Best practices suggested by Sophos direct security teams to place RDP behind a firewall instead of facing the public internet, with users requiring a VPN login to connect.
In research performed before the lockdown took effect, Sophos set up honeypots in 10 data centres worldwide to better understand just how bad the problem had become. Over 30 days, the honeypots received a median average of 467,000 RDP login attempts, or about 600 per hour at each location. The research revealed that each honeypot received a steadily increasing frequency and ferocity of login attempts.
There are many devices in our individual worlds that don’t look like computers or servers but can nonetheless be abused: routers, phones, smart TVs, as well as countless other bits of IoT hardware.
Malicious advertising (malvertising) is a significant source of threats to many devices, Sophos says. Throughout the research of current malvertising threats that fall outside the realm of malware attacks, Sophos discovered technical support scams using ‘browser locking’ web pages, and ads targeting mobile devices that are linked to fraudulent or ‘fleeceware’ apps.
Sophos classifies these as ‘fake alert’ attacks — malvertisements that attempt to scare their targets into taking an action that will enrich the scammers behind them.
These scams attempt to persuade targets to grant remote access to their devices — and convince them to purchase exorbitantly priced technical support software and services or obtain targets’ credit card data for fraudulent purposes.
Many attackers forego using malware altogether, and leverage tools already on operating systems; others may utilise tools used by two large segments of the information security industry: incident responders and penetration testers.
These are classified as LOL attacks, or living-off-the-land. Involving little-to-no malware, they instead harness existing components of the operating system or popular software packages. These attacks often use automation in the form of native scripting, collectively referred to as LOLscripts. The attackers use these LOLscripts to execute sequences of commands using living-off-the-land binaries (applications), colloquially called LOLbins.
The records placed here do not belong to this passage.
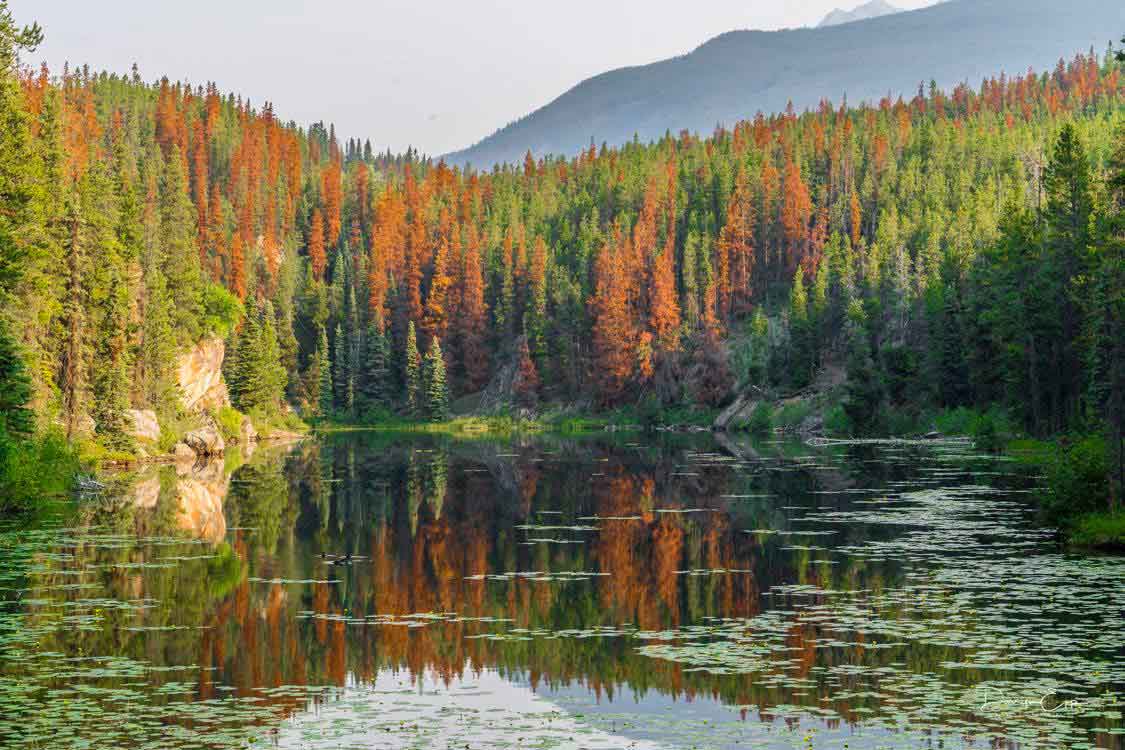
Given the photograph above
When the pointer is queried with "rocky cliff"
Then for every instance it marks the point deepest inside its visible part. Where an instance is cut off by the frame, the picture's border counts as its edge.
(200, 377)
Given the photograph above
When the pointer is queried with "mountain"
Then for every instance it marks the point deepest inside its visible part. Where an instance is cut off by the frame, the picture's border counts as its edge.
(738, 73)
(873, 9)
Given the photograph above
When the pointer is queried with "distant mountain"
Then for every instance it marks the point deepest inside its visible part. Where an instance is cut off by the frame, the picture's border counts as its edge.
(873, 9)
(738, 73)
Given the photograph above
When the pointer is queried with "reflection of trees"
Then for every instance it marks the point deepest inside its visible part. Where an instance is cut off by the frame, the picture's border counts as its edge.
(429, 515)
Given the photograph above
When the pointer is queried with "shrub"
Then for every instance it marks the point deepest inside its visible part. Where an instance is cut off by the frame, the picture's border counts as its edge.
(836, 421)
(792, 415)
(32, 469)
(987, 433)
(1104, 530)
(1078, 481)
(761, 419)
(230, 423)
(222, 310)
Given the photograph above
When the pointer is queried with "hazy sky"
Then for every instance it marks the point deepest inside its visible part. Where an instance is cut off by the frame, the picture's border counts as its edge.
(438, 74)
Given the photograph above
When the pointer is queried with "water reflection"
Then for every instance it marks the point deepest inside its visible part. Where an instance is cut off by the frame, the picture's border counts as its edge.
(546, 593)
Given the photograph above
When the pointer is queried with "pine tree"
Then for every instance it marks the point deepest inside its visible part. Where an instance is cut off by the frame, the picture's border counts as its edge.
(258, 378)
(325, 398)
(527, 379)
(16, 418)
(343, 382)
(18, 180)
(375, 373)
(178, 238)
(434, 385)
(473, 319)
(412, 375)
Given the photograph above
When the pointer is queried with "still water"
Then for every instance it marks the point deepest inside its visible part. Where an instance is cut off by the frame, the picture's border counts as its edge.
(368, 590)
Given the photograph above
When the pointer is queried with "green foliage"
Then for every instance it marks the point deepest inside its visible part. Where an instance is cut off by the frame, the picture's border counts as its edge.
(761, 422)
(375, 386)
(323, 371)
(836, 421)
(1077, 480)
(434, 385)
(1099, 530)
(257, 375)
(791, 415)
(412, 375)
(230, 423)
(34, 469)
(17, 421)
(222, 310)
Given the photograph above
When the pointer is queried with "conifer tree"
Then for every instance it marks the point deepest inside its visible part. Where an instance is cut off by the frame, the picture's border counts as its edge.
(325, 398)
(17, 421)
(343, 383)
(178, 238)
(375, 373)
(527, 379)
(412, 375)
(18, 181)
(258, 380)
(435, 387)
Attackers can deploy security tools commonly used by network administrators and penetration testers, which are helpful to criminals as they are often used in a legitimate capacity and are also problematic for anti-virus to detect activity from such tools. As such, Sophos must rely more heavily on the study of the LOLscripted behaviour to identify potential malicious activity.
Despite Sophos tracking the use of 99 of these attack tools, the company says it’s ‘unlikely that we’ll see a reprieve from attackers continuing to take advantage of these well-written tools throughout 2021’.